Make sure you typed the path correctly and you have permission to access the shared folder"

On the laptop I check the c drive properties - Sharing

"Network File and Folder Sharing 
C:\
Shared

Network Path:
\\Bill-laptop\c

Below that the Share... box is greyed

This is the same for both computers.

What steps do I take to solve this?

Many thanks

Trep


----------



## 1moretrep (Jun 21, 2008)

Since no one appears to be interested in this particular problem, maybe for everyone else's benefit someone could advise where to find an exhaustive guide to troubleshooting folder sharing in networks with Vista?
Thanks

Trep


----------



## johnwill (Sep 26, 2002)

See if this site: File and Printer Sharing in Windows Vista helps you.


----------



## rdc500 (Aug 28, 2008)

1moretrep said:


> Since no one appears to be interested in this particular problem, maybe for everyone else's benefit someone could advise where to find an exhaustive guide to troubleshooting folder sharing in networks with Vista?
> Thanks
> 
> Trep


I have been trying to get file sharing going on a Vista machine for 3 days. The only response you get is a link to a different site? That's because it is difficult or not possible. I did everything Chucks site offered and nothing the XP machine says "you might not have permission" What it shoud say "you purchased crapware and it won't do what was possible in Windows 98".:upset:


----------



## McNinja (Jun 22, 2008)

rdc500 said:


> I have been trying to get file sharing going on a Vista machine for 3 days. The only response you get is a link to a different site? That's because it is difficult or not possible. I did everything Chucks site offered and nothing the XP machine says "you might not have permission" What it shoud say "you purchased crapware and it won't do what was possible in Windows 98".:upset:


maybe you should've looked at that link for windows sharing it looks like a very nice comprehensive how to guide. So look before you type or speak


----------



## rdc500 (Aug 28, 2008)

Perhaps if you could read you would have found out I ALL DID ALL OF THAT. I don't mean to be crusty but this little stupid problem is preventing me for finishing a job. I have looked elsewhere and found a potential solution. If it works I will post it here.


----------



## johnwill (Sep 26, 2002)

And in your duplicate thread, you said we were no help and you weren't coming back. Please, don't make promises that you can't keep.


----------



## McNinja (Jun 22, 2008)

good one johnwill!


----------



## rdc500 (Aug 28, 2008)

Mcninjaguy is yes man, he offers no help and is incapable of giving any just "good one Johnwill". However I read and tried and figured it out on my own. So here's the fix, it's stupid because I think this is a bug in Vista. 

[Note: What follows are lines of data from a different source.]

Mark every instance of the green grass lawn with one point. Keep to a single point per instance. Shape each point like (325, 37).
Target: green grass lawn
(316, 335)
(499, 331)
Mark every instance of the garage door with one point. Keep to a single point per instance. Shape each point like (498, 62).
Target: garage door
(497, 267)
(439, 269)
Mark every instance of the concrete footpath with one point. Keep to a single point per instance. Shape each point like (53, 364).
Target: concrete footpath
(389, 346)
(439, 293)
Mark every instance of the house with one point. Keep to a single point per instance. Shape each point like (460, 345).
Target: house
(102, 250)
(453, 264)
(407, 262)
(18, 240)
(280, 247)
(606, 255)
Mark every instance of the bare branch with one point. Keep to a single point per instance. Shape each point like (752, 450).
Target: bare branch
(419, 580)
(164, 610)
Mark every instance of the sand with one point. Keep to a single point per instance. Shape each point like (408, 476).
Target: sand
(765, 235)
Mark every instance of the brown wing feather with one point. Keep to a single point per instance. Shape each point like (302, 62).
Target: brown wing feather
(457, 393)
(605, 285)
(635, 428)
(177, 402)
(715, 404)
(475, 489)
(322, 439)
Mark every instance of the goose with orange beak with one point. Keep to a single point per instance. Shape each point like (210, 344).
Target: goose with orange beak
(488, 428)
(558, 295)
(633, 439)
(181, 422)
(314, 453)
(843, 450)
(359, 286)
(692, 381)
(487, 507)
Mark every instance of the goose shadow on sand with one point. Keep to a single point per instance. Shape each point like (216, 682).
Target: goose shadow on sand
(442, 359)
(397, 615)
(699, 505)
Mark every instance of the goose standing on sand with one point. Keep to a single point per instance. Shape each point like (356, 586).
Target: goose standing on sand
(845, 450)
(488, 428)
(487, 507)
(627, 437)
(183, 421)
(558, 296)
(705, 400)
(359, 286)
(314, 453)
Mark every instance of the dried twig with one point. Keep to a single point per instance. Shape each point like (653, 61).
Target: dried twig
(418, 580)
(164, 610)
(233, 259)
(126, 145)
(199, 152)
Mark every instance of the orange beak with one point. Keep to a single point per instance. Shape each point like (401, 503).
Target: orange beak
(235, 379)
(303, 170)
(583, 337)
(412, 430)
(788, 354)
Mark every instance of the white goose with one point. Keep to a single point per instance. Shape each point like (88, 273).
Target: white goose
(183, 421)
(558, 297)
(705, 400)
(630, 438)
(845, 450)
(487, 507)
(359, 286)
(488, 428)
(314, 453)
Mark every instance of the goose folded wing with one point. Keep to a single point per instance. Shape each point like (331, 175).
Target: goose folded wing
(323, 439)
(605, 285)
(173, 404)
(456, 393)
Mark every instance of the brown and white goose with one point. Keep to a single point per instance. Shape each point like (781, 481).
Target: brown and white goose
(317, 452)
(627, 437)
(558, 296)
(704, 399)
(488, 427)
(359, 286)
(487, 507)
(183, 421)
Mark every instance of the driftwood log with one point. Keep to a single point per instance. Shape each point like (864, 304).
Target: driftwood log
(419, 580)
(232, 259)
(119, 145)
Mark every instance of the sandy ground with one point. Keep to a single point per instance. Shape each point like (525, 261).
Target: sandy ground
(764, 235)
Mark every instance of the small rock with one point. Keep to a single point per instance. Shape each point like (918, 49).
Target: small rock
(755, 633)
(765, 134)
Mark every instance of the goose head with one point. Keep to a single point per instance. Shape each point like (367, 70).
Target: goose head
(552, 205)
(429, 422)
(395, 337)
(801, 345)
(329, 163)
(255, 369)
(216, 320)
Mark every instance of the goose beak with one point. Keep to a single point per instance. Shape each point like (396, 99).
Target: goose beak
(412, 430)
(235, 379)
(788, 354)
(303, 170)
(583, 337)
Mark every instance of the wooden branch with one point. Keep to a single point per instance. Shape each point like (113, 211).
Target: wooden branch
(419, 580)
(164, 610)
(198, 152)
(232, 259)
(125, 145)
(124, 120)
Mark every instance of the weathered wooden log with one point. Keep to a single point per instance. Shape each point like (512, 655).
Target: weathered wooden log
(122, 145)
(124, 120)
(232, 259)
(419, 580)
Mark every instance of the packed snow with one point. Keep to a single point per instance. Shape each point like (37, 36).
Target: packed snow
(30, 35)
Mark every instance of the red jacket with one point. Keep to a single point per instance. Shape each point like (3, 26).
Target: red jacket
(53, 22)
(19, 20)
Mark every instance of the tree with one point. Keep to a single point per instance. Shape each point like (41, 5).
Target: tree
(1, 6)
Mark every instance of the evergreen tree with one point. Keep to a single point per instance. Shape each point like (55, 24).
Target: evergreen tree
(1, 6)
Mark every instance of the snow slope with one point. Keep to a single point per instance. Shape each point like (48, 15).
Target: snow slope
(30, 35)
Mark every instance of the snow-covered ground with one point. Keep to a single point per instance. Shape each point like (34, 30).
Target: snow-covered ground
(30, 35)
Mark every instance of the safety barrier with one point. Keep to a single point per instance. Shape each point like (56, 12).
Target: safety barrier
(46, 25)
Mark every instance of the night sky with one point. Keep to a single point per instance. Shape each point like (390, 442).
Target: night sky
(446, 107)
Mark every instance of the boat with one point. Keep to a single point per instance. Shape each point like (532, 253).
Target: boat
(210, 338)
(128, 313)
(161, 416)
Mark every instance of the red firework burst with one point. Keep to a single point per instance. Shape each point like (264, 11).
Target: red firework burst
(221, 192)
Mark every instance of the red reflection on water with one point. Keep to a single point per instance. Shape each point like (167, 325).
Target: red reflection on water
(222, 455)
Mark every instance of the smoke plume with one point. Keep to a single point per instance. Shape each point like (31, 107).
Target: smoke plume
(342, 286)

Although the permissions were set to "everyone" you also have to go to the 
security tab, click edit, click add, type Everyone in the box, click apply 
and that should fix the problem everyone seems to be having hopefully.

Later All:smile:


----------



## McNinja (Jun 22, 2008)

what about in security tab you jut go to all the owners of the computer (4 to start of with) just put them in all in full control. I wouldn't trust that everyone to work, i dunno...

try cchanging the name of the computers to something like Bill1, Bill2, etc. maybe its just confused at which computer it wants to access. should be in system in your control panel under advanced on the left side.

turn on password protected sharing

I agree that sharing for vista is buggy but once you get it working its a damm long experience and you shouldn't have too much a problem setting it up again if need be.

one more thing johnwill made a joke and I agree you're LAME "rdc500"


----------



## rdc500 (Aug 28, 2008)

I'm pretty sure that would work, but for my purposes Everyone worked. I just find it a little dumb on Microsoft's part since they have been file sharing and networking since Win95 and this is the best they have to offer? If I'm so lame why did post the solution you or John not offer anything but a link to Chucks site that says NOTHING pertaining to this problem? So I am perhaps crass, or inpatient and even condescending but not lame. Oh was Johns joke don't make promises you can't keep! Jokes on him I posted a fix.


----------



## McNinja (Jun 22, 2008)

but you said you weren't coming back. lol
why are you comparing win95 to XP and Vista? win95 was garbage!
microsoft has been going from moldy vintage grabage to just slightly off garbage

I think that garbage can be improved and recycled to something better!


----------



## rdc500 (Aug 28, 2008)

I was stating a fact, MS WIN95 has file sharing, OK through the revisions of OS's to Vista you would think that networking and file sharing would become simpler. It's not. If you have in a same named network say 3 Admins and you share a file for everyone everyone that logs in the network should be able to see, access and open said file. That does work in XP, in Vista no, you have to add in my case everyone to the list which has the Admins in there. It's a Vista bug. Do a Google search on XP TO Vista File sharing it will come up with 453,000 hits, this is a big problem, heck there were several threads here on the same problem. 
As far as me not comming back, I was so aggravated at this sharing problem and John sends me to Chucks site with the same stuff I had already did and it wasn't working. The last thing you want at a clients office is not knowing the answer and I was not able to find it on the internet so it took me 2 days but I figured it out. I'm a MCSE and with a $1.50 and that I can get a cup of coffee but not at Starbucks. I have also been doing networking for 15 years and most of the time no problems but this one stumped me. So if you guys don't want me here no problem but I can help with most of the problems I read about here in networking. 
Later
Ron


----------